Watch the dinner 2017 online free. Two brothers and their wives meet up at a haute-cuisine restaurant to discuss what to do about a horrific crime that their sons committed together. As the quartet debate their options, the conversation reopens old wounds between the siblings.
Claire (Laura Linney) and his husband Paul Lohman (Steve Coogan) are going to dinner at a remarkably fancy restaurant with Paul’s relatively-estranged brother Stan (Richard Gere), a high-powered politician, and his wife Katelyn (Rebecca Hall). They’re getting together to discuss a horrific incident involving their children, which we see in flashes back in time.
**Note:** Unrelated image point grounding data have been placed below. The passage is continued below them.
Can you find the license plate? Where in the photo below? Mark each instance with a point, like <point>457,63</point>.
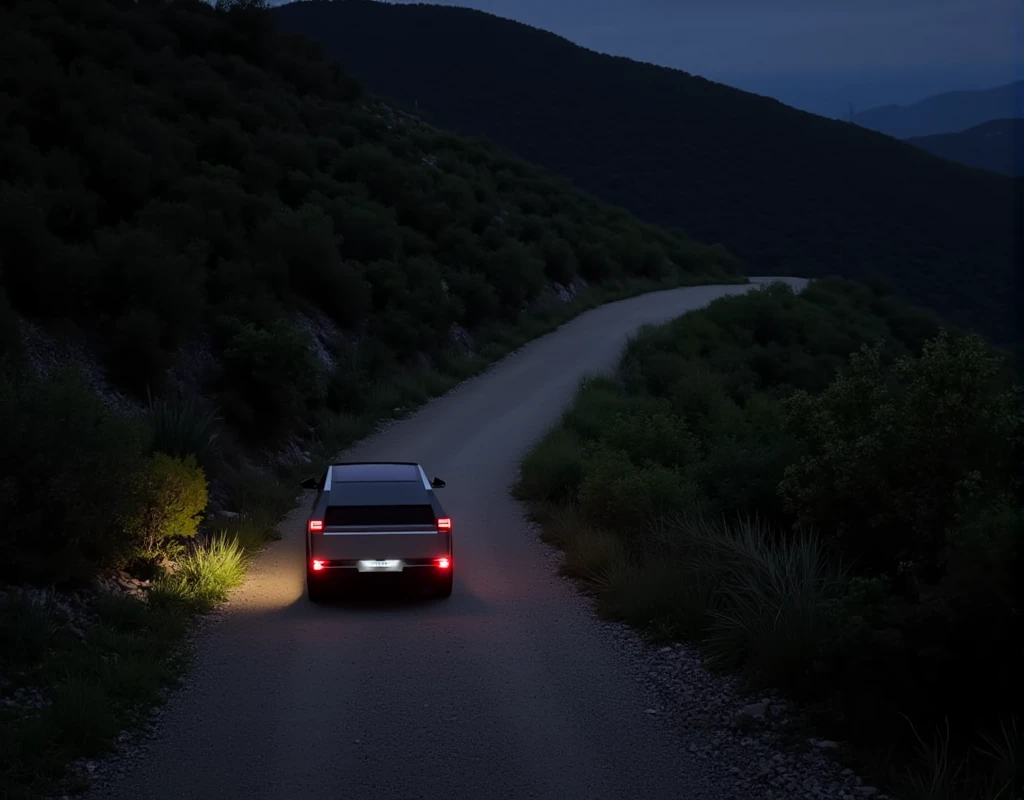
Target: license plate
<point>390,565</point>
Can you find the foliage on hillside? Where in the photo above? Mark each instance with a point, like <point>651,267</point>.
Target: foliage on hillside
<point>181,186</point>
<point>171,170</point>
<point>787,192</point>
<point>881,457</point>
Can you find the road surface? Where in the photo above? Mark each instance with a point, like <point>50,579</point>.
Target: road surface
<point>509,688</point>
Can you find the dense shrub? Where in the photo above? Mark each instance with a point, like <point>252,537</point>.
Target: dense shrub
<point>174,496</point>
<point>68,468</point>
<point>893,458</point>
<point>250,179</point>
<point>269,376</point>
<point>826,491</point>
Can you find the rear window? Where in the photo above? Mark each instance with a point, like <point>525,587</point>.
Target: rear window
<point>379,515</point>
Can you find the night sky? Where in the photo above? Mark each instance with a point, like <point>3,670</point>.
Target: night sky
<point>821,55</point>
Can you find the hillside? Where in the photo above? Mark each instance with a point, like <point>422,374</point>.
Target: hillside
<point>786,192</point>
<point>823,491</point>
<point>946,113</point>
<point>995,145</point>
<point>172,175</point>
<point>220,260</point>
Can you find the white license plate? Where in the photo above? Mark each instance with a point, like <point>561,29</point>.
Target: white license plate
<point>392,565</point>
Their affluenza-stricken progeny did something horrible to a homeless woman sheltering in an ATM room, and it was caught on a security tape. Not only could their kids go to jail, but Stan’s political career could be derailed. As more and more lavish courses come their way (shepherded by an effective Michael Chernus as a nervous maître d’), the couples bicker, fight, and reveal the depths of their personal problems. It has echoes of Polanski’s “Carnage” in the way Overman attempts to analyze how our children’s behavior can often become a mirror of our own issues, but it’s all mysterious back story revelations instead of anything insightful about who these people are today or where they’re going.
It is purposefully designed to push against traditional cinematic rhythms. However, formal experimentation can easily give way to incoherent nonsense, and Moverman falls into the second category far too often here. There’s a centerpiece at Gettysburg, another flashback to when Paul and Stan visited there, that feels interminable. It’s the kind of bizarre sequence that forces you to question what you’re watching and why—which could be Moverman’s intent, or he could just have been too opaque when it came to his writing. Is Paul going crazy? Has he always been crazy? There’s a motif of living in the past—Paul is a history teacher—but it’s woefully underdeveloped. Paul says things like “History is either a lie or a bore,” which sounds much deeper than it actually is. History can’t compete with the now. Yeah, what else ya got? And if that’s the case, why is the “now” in this film so secondary?